A movie that brings abhorrent events such as these back to the forefront of the public consciousness needs justification, but ‘Extremely Wicked’ appears to make more of a case for morbid curiosity, and a chance to see Hollywood heartthrob Zac Efron take a dip into his darker side…
The 90-second teaser trailer has been met with an abundance of criticism, ripping the movie apart for romanticising and glorifying the profound killer. Director Joe Berlinger has attempted to counteract these reactions by saying that his aim is to portray:
“The experience of how one becomes a victim to that kind of psychopathic seduction”.
Hmm. I myself am not so sure. Of course, Bundy had a reputation, particularly portrayed in the media, of being charming, handsome, inviting even; but I am not entirely convinced by the need for what appears to be a kind of Mr Grey complex overtly shining through the trailer like the cuffs around Bundy’s wrists. Seductively ripping off his unknowing girlfriend’s blouse and kissing her? Red flag.
Don’t get me wrong, it would be completely senseless to ignore the overriding image that he was able to manufacture for himself. Whilst on Death Row he received a number of love letters, fan mail, even marriage proposals (I know, I can’t quite get over that one either) from young women who thought he was just amazing and were, above all else, enchanted by him through a combination of both attraction and the thrill of terror.
Even Edward D. Cowart, the judge on trial who made the closing statement that the movie has derived its name from, wished Bundy to:
“Take care of himself” and said that he was a “bright young man” who would have “made a good lawyer”.
This remark alone paints a vivid picture of how Bundy was able to manipulate others to see him as being an attractive character with great intellectual potential and a captivating personality. In this case it seems to make sense, then, to cast a young poster-boy actor with an arsenal of boyish charm like Zac Efron, but in reality, this casting makes Bundy look like a glorified ladies’ man when what really lay underneath was a villainous monster. I wonder how Efron will tackle this with his pretty-boy rep.
The huge risk lies in making one of the most disreputable men ever to walk the Earth look like a clean-shaven, sexy seducer.

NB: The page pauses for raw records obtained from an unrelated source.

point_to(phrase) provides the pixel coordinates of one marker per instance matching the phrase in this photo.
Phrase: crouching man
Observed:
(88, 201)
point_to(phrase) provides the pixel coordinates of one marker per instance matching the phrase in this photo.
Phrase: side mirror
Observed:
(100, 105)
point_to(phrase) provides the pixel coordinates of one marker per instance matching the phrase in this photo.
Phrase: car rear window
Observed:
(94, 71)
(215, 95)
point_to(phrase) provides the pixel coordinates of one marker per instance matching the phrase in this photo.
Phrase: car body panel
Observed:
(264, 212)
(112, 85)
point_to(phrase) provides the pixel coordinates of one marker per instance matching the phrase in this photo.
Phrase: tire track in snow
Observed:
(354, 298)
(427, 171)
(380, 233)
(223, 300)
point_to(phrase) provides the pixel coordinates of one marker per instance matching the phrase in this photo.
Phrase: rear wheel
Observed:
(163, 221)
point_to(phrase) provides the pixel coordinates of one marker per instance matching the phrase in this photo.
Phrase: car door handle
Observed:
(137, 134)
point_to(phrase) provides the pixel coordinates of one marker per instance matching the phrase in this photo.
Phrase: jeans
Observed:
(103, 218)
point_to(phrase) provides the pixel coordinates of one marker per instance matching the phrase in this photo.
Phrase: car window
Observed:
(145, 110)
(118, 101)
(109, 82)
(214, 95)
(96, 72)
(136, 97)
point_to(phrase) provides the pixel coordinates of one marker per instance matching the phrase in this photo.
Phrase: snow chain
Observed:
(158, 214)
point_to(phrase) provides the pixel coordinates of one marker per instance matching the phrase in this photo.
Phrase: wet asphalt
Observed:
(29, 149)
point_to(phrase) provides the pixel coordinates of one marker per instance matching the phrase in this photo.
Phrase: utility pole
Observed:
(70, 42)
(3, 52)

Bundy was without a doubt able to fool Elizabeth, his poor unsuspecting girlfriend, into believing this façade and it seems as though the movie is going to focus heavily on this, but it is incredibly naïve to think that Bundy was just a charismatic guy able to get away with murder because he was so kind and nice and good looking. He certainly was not charming his way into the lives of the women he assaulted and gruesomely murdered as he feigned injury to lure them into traps, and broke into their homes at night while they slept to bludgeon them.
I think that the victims of the Bundy murders, young and innocent women with so much potential, deserve much more than this. They deserve to be known for who they were; their hopes, dreams, successes, even their failures. Anything other than the defining moment of their lives being their life-altering encounter with Ted Bundy.
I only hope that this movie does justice to them and their families and does not simply allow him his final moment back in the spotlight.